— Спасибо… За все вам спасибо, — говорила она, смущая меня этой странной благодарностью, которой никак не ожидал услышать. — А я вот улетаю. — Мария Александровна вглядывается в меня, словно бы стараясь внушить мне это. — Я понимаю, будет весело, но я не люблю всего этого. Никак не могу остаться. Тороплюсь. Надо успеть на базар. Всякие покупки! Ради бога, ничего не надо, никакой помощи… Вы мне только мешать будете. Вы уж простите за откровенность. — И, виновато улыбаясь, она удаляется с ласковой оглядкой.
Уже из-за чьей-то спины я вижу ее глаза, смешливые даже в задумчивости и печали, вижу неуверенно поднятую руку с шевелящимися пальцами, которыми она посылает мне последнее, как говорится, прости.
В ожидании автобуса, который должен был отвезти нас на банкет, я сидел в сумрачной комнате, за окошком которой горел солнечный, золотистый вечер.

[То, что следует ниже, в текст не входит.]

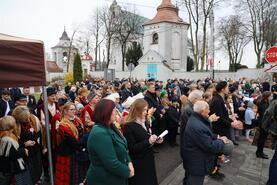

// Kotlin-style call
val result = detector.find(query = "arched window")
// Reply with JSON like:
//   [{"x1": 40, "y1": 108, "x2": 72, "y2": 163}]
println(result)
[
  {"x1": 171, "y1": 32, "x2": 181, "y2": 60},
  {"x1": 152, "y1": 33, "x2": 159, "y2": 44}
]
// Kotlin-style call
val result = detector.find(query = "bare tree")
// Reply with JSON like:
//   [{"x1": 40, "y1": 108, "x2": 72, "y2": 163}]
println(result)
[
  {"x1": 218, "y1": 15, "x2": 251, "y2": 71},
  {"x1": 236, "y1": 0, "x2": 277, "y2": 68},
  {"x1": 265, "y1": 3, "x2": 277, "y2": 49},
  {"x1": 182, "y1": 0, "x2": 219, "y2": 71},
  {"x1": 89, "y1": 7, "x2": 105, "y2": 70},
  {"x1": 115, "y1": 9, "x2": 143, "y2": 71},
  {"x1": 66, "y1": 29, "x2": 77, "y2": 72},
  {"x1": 183, "y1": 0, "x2": 200, "y2": 71},
  {"x1": 99, "y1": 7, "x2": 118, "y2": 68}
]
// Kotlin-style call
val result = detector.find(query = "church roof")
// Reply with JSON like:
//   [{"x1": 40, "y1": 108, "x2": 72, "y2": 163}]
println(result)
[
  {"x1": 46, "y1": 61, "x2": 63, "y2": 73},
  {"x1": 82, "y1": 53, "x2": 92, "y2": 60},
  {"x1": 60, "y1": 30, "x2": 70, "y2": 40},
  {"x1": 144, "y1": 0, "x2": 189, "y2": 25}
]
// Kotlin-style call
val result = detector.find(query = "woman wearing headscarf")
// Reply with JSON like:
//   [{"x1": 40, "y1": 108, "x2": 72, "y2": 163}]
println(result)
[{"x1": 55, "y1": 103, "x2": 84, "y2": 185}]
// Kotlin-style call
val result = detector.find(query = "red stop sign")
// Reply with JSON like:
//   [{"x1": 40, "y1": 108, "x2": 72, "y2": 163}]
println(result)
[{"x1": 265, "y1": 46, "x2": 277, "y2": 64}]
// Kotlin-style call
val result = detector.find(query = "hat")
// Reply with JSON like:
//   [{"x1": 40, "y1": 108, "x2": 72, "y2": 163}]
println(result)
[
  {"x1": 87, "y1": 92, "x2": 97, "y2": 102},
  {"x1": 105, "y1": 93, "x2": 119, "y2": 101},
  {"x1": 2, "y1": 89, "x2": 11, "y2": 95},
  {"x1": 160, "y1": 90, "x2": 167, "y2": 98},
  {"x1": 222, "y1": 140, "x2": 234, "y2": 155},
  {"x1": 147, "y1": 78, "x2": 155, "y2": 83},
  {"x1": 14, "y1": 94, "x2": 27, "y2": 101},
  {"x1": 155, "y1": 85, "x2": 163, "y2": 91},
  {"x1": 141, "y1": 85, "x2": 147, "y2": 92},
  {"x1": 215, "y1": 81, "x2": 228, "y2": 92},
  {"x1": 247, "y1": 101, "x2": 255, "y2": 108},
  {"x1": 58, "y1": 98, "x2": 67, "y2": 106},
  {"x1": 78, "y1": 87, "x2": 89, "y2": 96},
  {"x1": 46, "y1": 87, "x2": 57, "y2": 96},
  {"x1": 132, "y1": 93, "x2": 144, "y2": 100},
  {"x1": 122, "y1": 96, "x2": 135, "y2": 109}
]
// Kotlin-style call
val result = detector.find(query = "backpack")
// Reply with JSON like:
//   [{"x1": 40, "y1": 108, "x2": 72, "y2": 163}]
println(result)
[{"x1": 262, "y1": 104, "x2": 277, "y2": 137}]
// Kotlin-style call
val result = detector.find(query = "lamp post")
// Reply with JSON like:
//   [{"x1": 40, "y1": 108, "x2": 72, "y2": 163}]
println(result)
[{"x1": 209, "y1": 2, "x2": 214, "y2": 79}]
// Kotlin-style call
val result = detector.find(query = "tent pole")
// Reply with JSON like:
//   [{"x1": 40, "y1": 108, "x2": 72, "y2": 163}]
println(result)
[{"x1": 42, "y1": 86, "x2": 54, "y2": 185}]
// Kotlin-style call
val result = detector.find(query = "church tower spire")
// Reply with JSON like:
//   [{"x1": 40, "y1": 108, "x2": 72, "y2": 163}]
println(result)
[{"x1": 144, "y1": 0, "x2": 188, "y2": 25}]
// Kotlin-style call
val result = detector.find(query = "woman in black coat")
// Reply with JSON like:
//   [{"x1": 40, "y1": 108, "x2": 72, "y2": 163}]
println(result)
[{"x1": 124, "y1": 99, "x2": 163, "y2": 185}]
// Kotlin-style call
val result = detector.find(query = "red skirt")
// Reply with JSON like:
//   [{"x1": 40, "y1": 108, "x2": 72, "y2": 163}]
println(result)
[{"x1": 55, "y1": 156, "x2": 71, "y2": 185}]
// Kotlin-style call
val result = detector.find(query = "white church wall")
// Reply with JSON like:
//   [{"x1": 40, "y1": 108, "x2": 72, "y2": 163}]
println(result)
[{"x1": 90, "y1": 68, "x2": 268, "y2": 81}]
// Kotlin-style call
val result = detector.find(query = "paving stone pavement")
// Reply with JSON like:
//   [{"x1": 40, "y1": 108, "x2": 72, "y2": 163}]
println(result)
[{"x1": 160, "y1": 141, "x2": 274, "y2": 185}]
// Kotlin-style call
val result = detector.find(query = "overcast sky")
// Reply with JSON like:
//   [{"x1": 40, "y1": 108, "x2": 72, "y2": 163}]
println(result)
[{"x1": 0, "y1": 0, "x2": 256, "y2": 69}]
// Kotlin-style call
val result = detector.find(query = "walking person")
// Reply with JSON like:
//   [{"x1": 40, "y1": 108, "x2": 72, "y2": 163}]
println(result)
[
  {"x1": 55, "y1": 102, "x2": 84, "y2": 185},
  {"x1": 256, "y1": 91, "x2": 273, "y2": 159},
  {"x1": 87, "y1": 99, "x2": 135, "y2": 185},
  {"x1": 182, "y1": 100, "x2": 227, "y2": 185},
  {"x1": 124, "y1": 99, "x2": 162, "y2": 185}
]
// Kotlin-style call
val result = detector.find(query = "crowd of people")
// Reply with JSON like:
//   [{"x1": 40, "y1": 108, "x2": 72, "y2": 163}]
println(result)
[{"x1": 0, "y1": 78, "x2": 277, "y2": 185}]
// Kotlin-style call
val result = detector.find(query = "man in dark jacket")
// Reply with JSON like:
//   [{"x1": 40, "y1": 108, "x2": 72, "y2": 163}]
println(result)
[
  {"x1": 180, "y1": 90, "x2": 203, "y2": 156},
  {"x1": 210, "y1": 81, "x2": 232, "y2": 139},
  {"x1": 23, "y1": 87, "x2": 37, "y2": 114},
  {"x1": 182, "y1": 100, "x2": 225, "y2": 185}
]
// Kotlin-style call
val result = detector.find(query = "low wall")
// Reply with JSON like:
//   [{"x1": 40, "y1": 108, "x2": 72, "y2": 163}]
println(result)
[{"x1": 90, "y1": 69, "x2": 269, "y2": 80}]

Это было время, когда Мария Александровна летела уже где-то над землей. Самолет, еле различимый с земли, серебристым крестиком белел в лучах заходящего солнца. На неведомые земные дали, над которыми пролетал этот крошечный самолетик, падал с высоты приглушенный расстоянием гул реактивных двигателей. Может быть, кто-то из людей в эту минуту слышал тот привычный гул и равнодушно провожал взглядом небесную машину, не думая о людях, сидящих в салоне огромного самолета, не в силах представить себе их в этом белом крестике, и ничего, конечно, не зная о ней, о Марии Александровне, чудом уместившейся в металлической частичке неба.
Об этом знал только я. Очень могло статься, что Мария Александровна смотрела в эти минуты в иллюминатор и тоже вспоминала обо мне, затерявшемся ничтожной пылинкой в лиловом дыме вечереющей земли; обо мне — таком вот фантастически маленьком — знала в эти мгновения или, вернее, могла знать только она одна.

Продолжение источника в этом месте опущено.